Middle-East Journal of Scientific Research 23 (4): 750-755, 2015 ISSN 1990-9233 © IDOSI Publications, 2015 DOI: 10.5829/idosi.mejsr.2015.23.04.22167

# High Speed Multiplication and Accumulation (MAC) Design for Digital Fir Filter

<sup>1</sup>S. Chinnapparaj and <sup>2</sup>D. Somasundareswari

<sup>1</sup>Department of ECE, Hindusthan Intitute, Coimbatore, Tamilnadu, India <sup>2</sup>Dean/Electronics and Communication, SNS College of Technology, Coimbatore, Tamilnadu, India

**Abstract:** In this paper, efficient MAC (Multiplication and Accumulation) unit of digital FIR filter is designed to increase the speed and throughput of digital FIR filter. Wireless communication technologies have enlarged the demands for signal processing operations. One of the important key factors of signal processing approach is Finite Impulse Response (FIR) filter. Large endeavours have been worked on digital FIR filter to improve their performance. The best existing BEC (Binary to Excess1 conversion) based SQRT CSLA (Square Root Carry Select Adder) accumulation unit is modified by re-designing the carry selection block. In addition, modified SQRT CSLA is incorporated into reduced complexity Wallace multiplier for addition process. Hence, implementation results of proposed MAC (reduced complexity Wallace multiplier with help of modified SQRT CSLA) unit provide high speed and less area than other existing MAC units. Further the designed efficient MAC unit is integrated into direct form FIR filter to improve the filtering performance.
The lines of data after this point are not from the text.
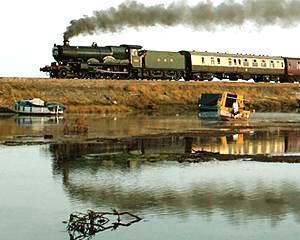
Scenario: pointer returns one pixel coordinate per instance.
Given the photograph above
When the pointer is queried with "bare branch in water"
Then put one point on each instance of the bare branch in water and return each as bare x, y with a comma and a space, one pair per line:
85, 225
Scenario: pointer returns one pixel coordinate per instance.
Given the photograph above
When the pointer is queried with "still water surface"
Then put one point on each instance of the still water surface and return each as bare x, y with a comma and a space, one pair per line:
42, 185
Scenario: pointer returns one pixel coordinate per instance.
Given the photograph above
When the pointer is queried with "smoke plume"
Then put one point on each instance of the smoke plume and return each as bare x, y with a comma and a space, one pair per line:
204, 15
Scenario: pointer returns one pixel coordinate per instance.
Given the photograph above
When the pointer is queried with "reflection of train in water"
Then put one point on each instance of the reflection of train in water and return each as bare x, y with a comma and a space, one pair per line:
239, 144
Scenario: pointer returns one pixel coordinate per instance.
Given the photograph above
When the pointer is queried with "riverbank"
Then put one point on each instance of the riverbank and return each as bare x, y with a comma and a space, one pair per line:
111, 96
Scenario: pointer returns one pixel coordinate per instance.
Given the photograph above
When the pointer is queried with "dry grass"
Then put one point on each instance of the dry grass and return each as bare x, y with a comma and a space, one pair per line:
103, 96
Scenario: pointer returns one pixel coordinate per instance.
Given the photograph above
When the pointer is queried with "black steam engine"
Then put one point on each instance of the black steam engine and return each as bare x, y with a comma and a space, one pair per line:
90, 61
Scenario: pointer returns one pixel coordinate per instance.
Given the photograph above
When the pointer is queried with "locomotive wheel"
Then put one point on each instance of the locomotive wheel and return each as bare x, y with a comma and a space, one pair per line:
62, 73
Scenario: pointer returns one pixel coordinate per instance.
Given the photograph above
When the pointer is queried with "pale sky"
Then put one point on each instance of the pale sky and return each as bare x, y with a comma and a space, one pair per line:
29, 29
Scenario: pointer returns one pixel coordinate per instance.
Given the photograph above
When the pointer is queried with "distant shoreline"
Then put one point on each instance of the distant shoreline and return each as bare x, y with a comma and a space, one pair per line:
111, 96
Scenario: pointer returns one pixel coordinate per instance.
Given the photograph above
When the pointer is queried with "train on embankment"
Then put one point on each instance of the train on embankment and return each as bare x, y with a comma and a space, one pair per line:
134, 62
Key words: Modified SQRT CSLA (Square Root Carry Select Adder) • BEC based SQRT CSLA • MAC (Multiplication and Accumulation) • Reduced complexity Wallace multiplier • Direct form FIR filter

## INTRODUCTION

Improvements of wireless standards and mobile computing applications have largely demands on low power digital signal processing (DSP) architectures. One of the most important DSP operations for signal processing application is Finite Impulse Response (FIR) filter. FIR filter is a type of digital filter has linear phase and stability characteristics. A large endeavours have been implemented the direct form FIR filter to improve the performance of digital FIR filter. In this paper, design of MAC unit for FIR filter is done with less number of chip size, delay and power. The input-output relation of linear time invariant (LTI) direct form FIR filter is represented as in equation (1).
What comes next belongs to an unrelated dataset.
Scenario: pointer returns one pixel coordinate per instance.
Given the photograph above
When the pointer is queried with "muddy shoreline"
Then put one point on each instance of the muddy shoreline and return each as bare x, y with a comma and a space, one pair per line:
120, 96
$$y(n) = \sum_{k=0}^{N-1} C_k x(n-1)$$
(1)

where, x(n) represents the filter input, y(n) represents the filter output, N is the length of filter or order of the filter and Ck denotes the filter coefficients. The filter order (N) is fixed in case of direct form FIR filter. The heart of direct form FIR filter is MAC unit. To implement MAC unit through VLSI System design environment, efficient

structure of adder and multiplier required with VLSI main concerns (Low power consumption, less area and high speed). Generally FIR filters with large number of tabs are necessary to obtain high spectral containment and noise reductions. The computational delay and required chip size of direct form FIR filter has raised due to inefficient adder and multiplier structures. In previous manuever [1], Canonic Signed Digit (CSD) representation is used to reduce the number of adder and multiplier. To perform constant multiplication of direct form FIR filter, Multiple Constant Multiplication (MCM) is used in [2]. This approach cannot be used when filter coefficients change dynamically. Hence, the effective Wallace multiplier is proposed in [3-12], by using compressors. Further to improve the multiplication process Modified Booth Algorithm [8] is used for design of Wallace multiplier. Further to improve the performance of Wallace multiplier, effective adder structures are used for adding the partial product results [2]. Square Root Carry Select Adder (SQRT CSLA) is one of the best adders which provide less area and power for addition process. Generally it consists of Half Sum Generation (HSG), Carry Generation (CG) and Full Sum Generation (FSG) as in [3]. In addition Modified Carry Save Adder is also produce better result for addition process [10, 6].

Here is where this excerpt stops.